Concerns for the continuation of U.S. support to Ukraine are growing after months of infighting in Congress over government spending, including military aid for Ukraine.
U.S. National Security Council spokesperson John Kirby hinted on Dec. 11 that the White House was likely to arrange another support package for Ukraine before the end of 2023.
Biden did not specify the exact contents of the aid package, which will likely be one of the last until Congress passes additional funding. Drawdowns allow the White House to use Defense Department stocks to deliver military aid in crisis situations.

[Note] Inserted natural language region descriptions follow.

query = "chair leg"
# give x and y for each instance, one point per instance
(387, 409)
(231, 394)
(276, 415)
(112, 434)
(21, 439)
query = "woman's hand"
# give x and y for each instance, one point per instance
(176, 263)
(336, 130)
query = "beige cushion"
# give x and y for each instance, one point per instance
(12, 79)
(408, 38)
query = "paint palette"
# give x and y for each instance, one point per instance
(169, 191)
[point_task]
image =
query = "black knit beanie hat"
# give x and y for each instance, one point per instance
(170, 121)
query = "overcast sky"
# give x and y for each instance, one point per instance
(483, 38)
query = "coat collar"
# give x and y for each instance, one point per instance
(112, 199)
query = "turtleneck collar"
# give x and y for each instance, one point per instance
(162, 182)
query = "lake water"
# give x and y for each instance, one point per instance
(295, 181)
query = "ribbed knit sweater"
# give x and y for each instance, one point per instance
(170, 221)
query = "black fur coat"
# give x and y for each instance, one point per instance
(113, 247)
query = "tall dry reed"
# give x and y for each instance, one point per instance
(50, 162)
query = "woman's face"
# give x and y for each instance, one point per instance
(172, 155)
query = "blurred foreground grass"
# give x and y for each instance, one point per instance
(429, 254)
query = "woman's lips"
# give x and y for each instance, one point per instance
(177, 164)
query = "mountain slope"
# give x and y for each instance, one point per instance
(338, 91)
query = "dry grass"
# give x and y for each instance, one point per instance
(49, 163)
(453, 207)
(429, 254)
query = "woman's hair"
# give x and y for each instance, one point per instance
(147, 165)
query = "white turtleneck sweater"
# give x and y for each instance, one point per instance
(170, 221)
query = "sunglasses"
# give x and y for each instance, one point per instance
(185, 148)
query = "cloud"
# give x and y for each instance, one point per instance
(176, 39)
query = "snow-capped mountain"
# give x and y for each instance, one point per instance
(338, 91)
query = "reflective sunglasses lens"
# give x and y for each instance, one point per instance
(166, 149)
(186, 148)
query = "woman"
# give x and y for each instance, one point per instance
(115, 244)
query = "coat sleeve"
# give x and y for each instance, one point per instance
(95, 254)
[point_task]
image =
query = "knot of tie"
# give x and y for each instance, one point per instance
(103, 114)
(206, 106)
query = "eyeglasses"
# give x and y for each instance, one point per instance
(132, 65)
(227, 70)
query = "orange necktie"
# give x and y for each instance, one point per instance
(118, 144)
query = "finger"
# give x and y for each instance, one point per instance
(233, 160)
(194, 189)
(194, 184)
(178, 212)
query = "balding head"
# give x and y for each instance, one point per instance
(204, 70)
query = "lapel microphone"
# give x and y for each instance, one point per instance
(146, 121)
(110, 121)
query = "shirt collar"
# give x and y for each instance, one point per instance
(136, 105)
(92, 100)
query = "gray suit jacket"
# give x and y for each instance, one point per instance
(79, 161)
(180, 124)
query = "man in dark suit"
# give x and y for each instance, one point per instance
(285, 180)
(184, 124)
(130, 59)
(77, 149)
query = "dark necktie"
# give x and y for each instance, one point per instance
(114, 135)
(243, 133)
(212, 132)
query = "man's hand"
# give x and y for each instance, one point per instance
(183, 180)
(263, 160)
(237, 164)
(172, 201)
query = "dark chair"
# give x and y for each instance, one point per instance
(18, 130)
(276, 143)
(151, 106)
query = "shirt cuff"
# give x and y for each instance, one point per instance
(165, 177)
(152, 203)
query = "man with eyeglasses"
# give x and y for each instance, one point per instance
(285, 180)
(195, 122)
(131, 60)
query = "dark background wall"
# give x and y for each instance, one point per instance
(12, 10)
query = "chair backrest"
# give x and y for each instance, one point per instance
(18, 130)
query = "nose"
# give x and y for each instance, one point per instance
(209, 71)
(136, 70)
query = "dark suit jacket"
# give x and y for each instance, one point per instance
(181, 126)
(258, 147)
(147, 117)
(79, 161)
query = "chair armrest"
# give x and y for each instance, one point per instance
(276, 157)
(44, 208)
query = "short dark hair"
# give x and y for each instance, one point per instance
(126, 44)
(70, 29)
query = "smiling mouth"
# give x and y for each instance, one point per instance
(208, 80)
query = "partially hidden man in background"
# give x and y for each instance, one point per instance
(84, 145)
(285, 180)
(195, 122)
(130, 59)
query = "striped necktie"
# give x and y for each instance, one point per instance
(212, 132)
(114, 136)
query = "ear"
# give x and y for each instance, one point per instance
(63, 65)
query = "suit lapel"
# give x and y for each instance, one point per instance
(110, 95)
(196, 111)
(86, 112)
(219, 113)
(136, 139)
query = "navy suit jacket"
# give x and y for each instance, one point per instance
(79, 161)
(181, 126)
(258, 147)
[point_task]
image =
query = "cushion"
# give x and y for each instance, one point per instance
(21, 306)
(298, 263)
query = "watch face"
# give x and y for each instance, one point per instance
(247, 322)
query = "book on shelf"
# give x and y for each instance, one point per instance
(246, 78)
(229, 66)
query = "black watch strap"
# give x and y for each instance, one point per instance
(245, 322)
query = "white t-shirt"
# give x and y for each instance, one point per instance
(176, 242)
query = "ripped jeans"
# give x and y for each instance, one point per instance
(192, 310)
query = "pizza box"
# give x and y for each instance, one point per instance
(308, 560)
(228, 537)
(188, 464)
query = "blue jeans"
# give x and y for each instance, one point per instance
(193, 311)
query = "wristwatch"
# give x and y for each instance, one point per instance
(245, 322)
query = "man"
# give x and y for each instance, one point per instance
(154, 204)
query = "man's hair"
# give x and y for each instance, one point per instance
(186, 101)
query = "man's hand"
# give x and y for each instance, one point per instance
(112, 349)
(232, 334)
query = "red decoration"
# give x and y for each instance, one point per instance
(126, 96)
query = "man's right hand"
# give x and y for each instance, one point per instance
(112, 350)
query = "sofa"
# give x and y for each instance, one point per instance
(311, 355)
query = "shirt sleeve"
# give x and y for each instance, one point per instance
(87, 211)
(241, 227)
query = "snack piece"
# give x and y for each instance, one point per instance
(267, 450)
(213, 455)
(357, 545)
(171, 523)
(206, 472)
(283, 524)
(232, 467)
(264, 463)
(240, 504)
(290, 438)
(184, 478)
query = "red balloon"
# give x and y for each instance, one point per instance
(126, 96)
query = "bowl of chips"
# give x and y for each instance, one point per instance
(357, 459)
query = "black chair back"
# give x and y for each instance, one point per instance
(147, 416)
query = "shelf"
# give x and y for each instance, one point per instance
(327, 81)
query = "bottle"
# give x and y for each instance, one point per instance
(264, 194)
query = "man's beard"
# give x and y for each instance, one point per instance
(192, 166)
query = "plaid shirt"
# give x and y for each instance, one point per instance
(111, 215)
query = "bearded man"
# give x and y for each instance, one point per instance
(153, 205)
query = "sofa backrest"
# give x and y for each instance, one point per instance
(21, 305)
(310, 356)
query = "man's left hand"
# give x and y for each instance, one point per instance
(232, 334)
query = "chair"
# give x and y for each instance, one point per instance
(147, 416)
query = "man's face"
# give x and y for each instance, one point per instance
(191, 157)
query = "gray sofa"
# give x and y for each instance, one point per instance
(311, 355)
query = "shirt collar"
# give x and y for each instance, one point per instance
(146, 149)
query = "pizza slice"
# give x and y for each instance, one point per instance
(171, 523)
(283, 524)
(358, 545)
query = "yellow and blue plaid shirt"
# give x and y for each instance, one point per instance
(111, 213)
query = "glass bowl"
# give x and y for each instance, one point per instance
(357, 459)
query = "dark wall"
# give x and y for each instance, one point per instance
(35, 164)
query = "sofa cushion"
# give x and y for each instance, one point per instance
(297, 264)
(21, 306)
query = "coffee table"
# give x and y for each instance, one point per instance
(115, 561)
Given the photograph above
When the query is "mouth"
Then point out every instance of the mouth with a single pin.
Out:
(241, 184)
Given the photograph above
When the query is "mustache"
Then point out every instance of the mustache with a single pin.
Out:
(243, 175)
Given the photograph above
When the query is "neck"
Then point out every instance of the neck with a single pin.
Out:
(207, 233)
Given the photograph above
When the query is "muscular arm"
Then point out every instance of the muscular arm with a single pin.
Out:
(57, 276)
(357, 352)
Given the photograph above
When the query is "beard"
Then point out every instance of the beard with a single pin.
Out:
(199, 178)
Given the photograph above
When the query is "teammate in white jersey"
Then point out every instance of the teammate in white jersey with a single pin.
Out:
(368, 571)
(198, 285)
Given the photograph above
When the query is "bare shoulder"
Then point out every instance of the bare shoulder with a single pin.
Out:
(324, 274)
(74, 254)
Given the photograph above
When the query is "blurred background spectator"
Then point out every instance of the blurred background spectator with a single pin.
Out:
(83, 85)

The Ukrainian head of state arrived in the U.S. on Dec. 11, seeking to reinvigorate support for Ukraine. A $61-billion funding request for Ukraine has been stalled amid political infighting in Congress and opposition from parts of the Republican Party.
Zelensky delivered his address to the U.S. Senate on Dec. 12, emphasizing the crucial role of Washington's support.
Previously, Zelensky was supposed to give an address to Congress on Dec. 5 ahead of a vote on a funding bill that included aid for Ukraine, but it was canceled at the last minute.
Republicans blocked the funding bill in a narrow vote on Dec. 6, insisting that any further aid for Ukraine or Israel must include significant changes to the U.S. border and immigration policy.
White House Budget Office Director Shalanda Young informed congressional leaders in a letter on Dec. 4. that the U.S. is set to run out of funds to support Ukraine in the coming weeks if Congress does not take action.
"There is no magical pot of funding available," Young warned. "We are out of money—and nearly out of time."